A faculdade continua me ensinando sobre estresse, tolerância e superação de limites. Foi um ano de extremo cansaço intelectual, de achar que jamais iria dar conta de cumprir as obrigações, de MUITAS noites mal dormidas e de MUITO nervoso com projetos e trabalhos intermináveis. É certo que odeio o WhatsApp por conta da faculdade. Odeio acordar às 6h30 da manhã com mensagens que foram mandadas de madrugada. Imagine o estranhamento de não ter NENHUMA mensagem nova no WhatsApp hoje pela manhã. Odeio estar no final de semana resolvendo problemas da faculdade. Odeio estar em feriados fazendo trabalhos da faculdade. O descanso e a vida pessoal são importantes, mas parece uma doença da nossa geração essa valorização de extremos. Ou o excesso te suga todas as forças e te deixa enlouquecido mandando mensagens na madrugada de um final de semana ou o completo desinteresse toma conta e alguém te carrega nas costas (ou te deixa na sarjeta). É errado. É estressante. É horrível. A começar por mim, precisamos encontrar um meio termo entre se perder na vida pessoal em prol do interesse profissional, de uma maneira ou de outra, valorizando demais uma ou a outra sendo que ambas são igualmente importantes.

Com os últimos dias desse ano chegando só consigo pensar em quanto estive em dívida. Comigo mesma, na realização de tarefas simples que melhorariam consideravelmente meu dia a dia, me ajudando na saúde (mental, emocional e física). Com meus amigos e familiares, por não ser a pessoa que precisava ser em vários momentos. Com a vida, por ter abdicado de várias coisas importantes em prol de outras nem tão importantes assim. De 2016, saio com saldo negativo. Não consigo ponderar esse sentimento de nada que persiste diante da realidade.

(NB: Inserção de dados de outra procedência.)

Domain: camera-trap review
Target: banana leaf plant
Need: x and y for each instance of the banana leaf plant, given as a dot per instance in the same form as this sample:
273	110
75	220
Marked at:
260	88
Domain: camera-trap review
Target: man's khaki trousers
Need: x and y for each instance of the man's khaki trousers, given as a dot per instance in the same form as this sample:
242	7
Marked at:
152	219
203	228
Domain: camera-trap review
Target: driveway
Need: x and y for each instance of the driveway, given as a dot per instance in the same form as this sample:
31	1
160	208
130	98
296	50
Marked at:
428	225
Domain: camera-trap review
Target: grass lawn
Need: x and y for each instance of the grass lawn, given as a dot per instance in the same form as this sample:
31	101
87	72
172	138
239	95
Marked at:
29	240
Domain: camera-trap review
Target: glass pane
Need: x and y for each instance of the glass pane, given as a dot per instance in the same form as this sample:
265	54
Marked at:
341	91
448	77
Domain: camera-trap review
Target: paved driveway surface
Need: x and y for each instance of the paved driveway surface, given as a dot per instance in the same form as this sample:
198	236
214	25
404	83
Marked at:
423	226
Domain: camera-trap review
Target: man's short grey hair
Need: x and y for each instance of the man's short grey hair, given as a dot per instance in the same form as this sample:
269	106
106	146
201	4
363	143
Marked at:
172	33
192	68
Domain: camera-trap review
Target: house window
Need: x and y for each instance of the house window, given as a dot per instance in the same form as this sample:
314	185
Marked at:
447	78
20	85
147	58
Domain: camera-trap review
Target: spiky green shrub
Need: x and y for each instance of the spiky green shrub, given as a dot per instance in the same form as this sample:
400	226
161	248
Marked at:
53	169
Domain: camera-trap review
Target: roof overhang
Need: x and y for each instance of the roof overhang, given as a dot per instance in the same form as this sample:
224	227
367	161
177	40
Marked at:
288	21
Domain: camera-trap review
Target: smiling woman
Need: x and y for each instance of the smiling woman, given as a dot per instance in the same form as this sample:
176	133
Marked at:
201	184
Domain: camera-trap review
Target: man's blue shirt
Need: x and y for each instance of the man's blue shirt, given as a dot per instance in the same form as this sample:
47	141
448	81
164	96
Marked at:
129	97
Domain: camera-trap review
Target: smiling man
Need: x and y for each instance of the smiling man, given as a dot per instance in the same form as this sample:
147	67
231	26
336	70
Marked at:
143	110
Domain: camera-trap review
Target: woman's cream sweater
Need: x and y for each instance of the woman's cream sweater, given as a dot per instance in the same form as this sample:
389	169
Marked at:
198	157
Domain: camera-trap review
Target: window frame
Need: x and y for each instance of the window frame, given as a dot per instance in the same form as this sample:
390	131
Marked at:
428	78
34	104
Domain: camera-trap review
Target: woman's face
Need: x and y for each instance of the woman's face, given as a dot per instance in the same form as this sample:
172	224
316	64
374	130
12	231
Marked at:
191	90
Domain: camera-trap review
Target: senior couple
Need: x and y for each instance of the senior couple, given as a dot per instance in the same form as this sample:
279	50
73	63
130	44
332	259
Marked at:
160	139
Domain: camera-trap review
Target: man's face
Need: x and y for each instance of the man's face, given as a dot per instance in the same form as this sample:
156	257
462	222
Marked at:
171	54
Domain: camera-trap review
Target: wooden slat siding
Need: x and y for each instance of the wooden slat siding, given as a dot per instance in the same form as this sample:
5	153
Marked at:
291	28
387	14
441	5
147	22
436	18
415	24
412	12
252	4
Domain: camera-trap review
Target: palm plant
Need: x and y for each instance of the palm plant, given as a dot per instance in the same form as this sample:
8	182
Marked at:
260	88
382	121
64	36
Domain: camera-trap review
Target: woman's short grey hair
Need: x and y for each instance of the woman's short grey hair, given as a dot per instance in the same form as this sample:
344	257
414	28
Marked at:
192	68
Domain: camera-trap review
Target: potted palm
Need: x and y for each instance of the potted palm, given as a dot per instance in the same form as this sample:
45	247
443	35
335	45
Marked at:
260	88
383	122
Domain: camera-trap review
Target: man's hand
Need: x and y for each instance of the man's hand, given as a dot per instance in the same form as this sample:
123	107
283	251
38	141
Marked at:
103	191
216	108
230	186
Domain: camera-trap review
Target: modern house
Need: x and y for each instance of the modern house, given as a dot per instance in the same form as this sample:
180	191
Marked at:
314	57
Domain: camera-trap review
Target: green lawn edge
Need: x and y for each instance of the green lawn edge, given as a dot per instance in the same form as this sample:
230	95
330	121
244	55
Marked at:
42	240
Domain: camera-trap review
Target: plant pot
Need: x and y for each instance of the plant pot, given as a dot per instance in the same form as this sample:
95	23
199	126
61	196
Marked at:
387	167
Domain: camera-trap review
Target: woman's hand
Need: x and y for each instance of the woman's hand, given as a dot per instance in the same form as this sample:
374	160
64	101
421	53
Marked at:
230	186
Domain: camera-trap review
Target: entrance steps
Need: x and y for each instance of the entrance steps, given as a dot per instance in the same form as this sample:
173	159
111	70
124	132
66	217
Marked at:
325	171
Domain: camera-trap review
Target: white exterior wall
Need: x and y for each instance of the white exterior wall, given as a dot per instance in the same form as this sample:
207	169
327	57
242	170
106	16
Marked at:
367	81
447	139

Apesar de tanta reclamação, uma notícia inesperada me trouxe alegria hoje. A notícia de que alguém que sofreu demais em 2016 e está prestes a realizar um dos maiores sonhos da vida no ano que chega. Uma notícia que talvez não significasse tanto se tivesse sido dada alguns meses atrás mas que hoje mudou tudo. Afinal, se 2016 foi o protagonista de uma realização de sonho desse tamanho, trazendo alento para um coração sofrido, ele não pode ter sido de todo mal. Ele só pode estar sinalizando que 2017 trará mais surpresas, mais alegrias, mais amor. 2017 pode ser o ano em que uma estranha viajante deixe de sentir o nada para voltar às origens e aprender com a criança que era o poder de simplesmente descobrir-se renovação. Dia após dia, sobre todas as coisas, renovar-se.